Na rotina de fiscalização é quase impossível afirmar que o condutor está enviando torpedos, explica o chefe da Fiscalização do Departamento de Trânsito do Distrito Federal, Silvain Fonseca. "Mas é fato que o aparelho realmente tira a atenção. Hoje mesmo (sexta-feira), no trecho entre a Torre de TV e o Palácio do Buriti, três condutores fizeram barbeiragem e os três estavam mexendo com o celular", exemplifica. Segundo Fonseca, a pessoa vai se envolvendo e esquece que está na condução do veículo. "Alguns acreditam que dirigir e enviar texto é tão perigoso quanto conduzir o veículo alcoolizado", destacou.
O envio de SMS ao volante tornou-se tão comum nos Estados Unidos, e os riscos de acidentes tão altos, que o presidente Barack Obama proibiu a prática entre os funcionários públicos que dirigem carros oficiais ou os próprios veículos durante o expediente. A norma foi baixada em setembro passado, no encerramento de uma reunião de cúpula comandada pelo secretário de Transportes dos Estados Unidos, Ray LaHood, em que o assunto foi debatido.
Fatalidades
Reforçam as preocupações dos americanos o levantamento da National Highway Traffic Safety Administration - o departamento de trânsito dos Estados Unidos. Segundo o órgão, só em 2008, houve 5.870 mortes e um número estimado de 515 mil pessoas feridas em acidentes.

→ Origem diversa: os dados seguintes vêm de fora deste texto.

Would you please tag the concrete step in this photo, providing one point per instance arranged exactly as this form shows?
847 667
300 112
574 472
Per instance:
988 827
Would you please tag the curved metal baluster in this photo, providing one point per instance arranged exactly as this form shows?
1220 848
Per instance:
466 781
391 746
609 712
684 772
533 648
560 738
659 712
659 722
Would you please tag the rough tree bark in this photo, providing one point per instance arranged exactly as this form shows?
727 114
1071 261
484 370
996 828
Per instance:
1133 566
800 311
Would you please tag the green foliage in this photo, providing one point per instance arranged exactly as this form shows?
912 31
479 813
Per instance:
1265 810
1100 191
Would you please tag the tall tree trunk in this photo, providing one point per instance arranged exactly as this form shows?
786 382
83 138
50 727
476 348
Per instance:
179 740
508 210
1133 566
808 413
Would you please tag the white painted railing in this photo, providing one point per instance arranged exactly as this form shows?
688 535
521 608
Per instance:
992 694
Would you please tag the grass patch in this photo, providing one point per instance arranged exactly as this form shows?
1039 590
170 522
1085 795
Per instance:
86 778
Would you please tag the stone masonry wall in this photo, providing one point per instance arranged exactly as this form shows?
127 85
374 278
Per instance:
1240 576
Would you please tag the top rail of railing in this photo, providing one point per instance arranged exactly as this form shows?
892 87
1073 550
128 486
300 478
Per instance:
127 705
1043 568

Em todos eles houve pelo menos uma forma de distração do motorista. Segundo o estudo da Pew Research Center, entre condutores jovens, as distrações são consideradas especialmente preocupantes e ocorrem com maior incidência no grupo com 16 a 20 anos.

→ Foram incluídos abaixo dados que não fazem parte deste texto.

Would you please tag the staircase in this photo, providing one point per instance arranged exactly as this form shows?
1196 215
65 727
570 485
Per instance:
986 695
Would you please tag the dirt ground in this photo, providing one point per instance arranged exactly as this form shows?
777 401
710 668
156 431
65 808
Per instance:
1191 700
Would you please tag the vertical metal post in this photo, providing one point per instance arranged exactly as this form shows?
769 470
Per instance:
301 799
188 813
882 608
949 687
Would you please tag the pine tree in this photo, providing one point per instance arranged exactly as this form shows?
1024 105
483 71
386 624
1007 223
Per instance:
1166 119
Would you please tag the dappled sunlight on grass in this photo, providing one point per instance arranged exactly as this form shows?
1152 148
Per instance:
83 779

Daniel Castro, citado no começo dessa reportagem, diz que nunca se envolveu em acidentes enquanto digitava ou lia torpedos. "Não tem segredo. Perigoso é, mas não mexo com o telefone nas curvas, ou fazendo um balão. Só faço isso quando considero que não há perigo, por exemplo em uma reta e depois de reduzir a velocidade. E se acontecer algum imprevisto, solto o celular e me concentro no trânsito", detalha.
Em Gwent, no País de Gales, foi gravado um filme com quatro minutos de duração alertando os motoristas para os riscos dos torpedos ao volante. Dirigido por Peter Watkins-Hughes, o filme retrata um acidente fatal provocado por uma jovem que digitava textos do celular enquanto dirigia. A gravação mobilizou a polícia local, helicópteros do Corpo de Bombeiros e teve o apoio da Universidade de Gales Newport, da Escola Tredegar Comprehensive e do Tribunal de Justiça. Os efeitos especiais dão a impressão de tratar-se de um flagrante de acidente. O vídeo foi postado no YouTube há sete meses e exibido 71.421 vezes.

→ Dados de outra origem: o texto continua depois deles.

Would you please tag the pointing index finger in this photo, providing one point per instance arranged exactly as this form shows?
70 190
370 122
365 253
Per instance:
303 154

Chefe da Divisão de Delitos de Trânsito do Instituto de Criminalística (IC) da Polícia Civil do Distrito Federal, Wagner dos Santos compara a prática a um velho ditado popular. "É como chupar cana e assobiar ao mesmo tempo. Dirigir exige do condutor olhar para frente, para os lados e para o retrovisor traseiro e isso não é possível para quem está com os olhos no teclado do celular", adverte Santos.